Bendas: Die größte Gefahr sehe ich in einer Trivialisierung eines hoch-aktiven Arzneistoffes, der als Wundermittel stilisiert, off-label, unkontrolliert und ohne medizinische Indikation angewendet wird. Gefährlich ist dies einerseits vor allem für die Anwender selbst. Sie wollen gesellschaftliche Normenbilder eines Idealgewichtes erfüllen und sind sich dabei der gesundheitlichen Risiken durch Nebenwirkungen oder der dauerhaft notwendigen Anwendung nicht bewusst. 

Andererseits sehe ich auch Risiken für den Arzneimittelmarkt, und insbesondere die Arzneimittelversorgung von Typ-2-Diabetikern. Auch wenn Auswirkungen wie Fälschungen oder Engpässe von Semaglutid erkannt und teilweise gebannt sind, wird das Bestreben einer illegalen Versorgung immer kriminelle Wege offenhalten. 

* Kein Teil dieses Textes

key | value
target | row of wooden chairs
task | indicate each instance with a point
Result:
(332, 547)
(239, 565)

Um aber etwas optimistischer zu enden: Die gegenwärtigen Diskussionen zu dieser Thematik und die gesellschaftliche Wahrnehmung dazu geben uns Pharmazeutinnen und Pharmazeuten die Chance, offensiv beratend einzuwirken. Dies kann insbesondere auf die mit der Anwendung von Semaglutid assoziierten Lebensstilveränderungen (Ernährung, Bewegung) adressiert werden, um diese besser ins Bewusstsein der Patienten zu rufen. 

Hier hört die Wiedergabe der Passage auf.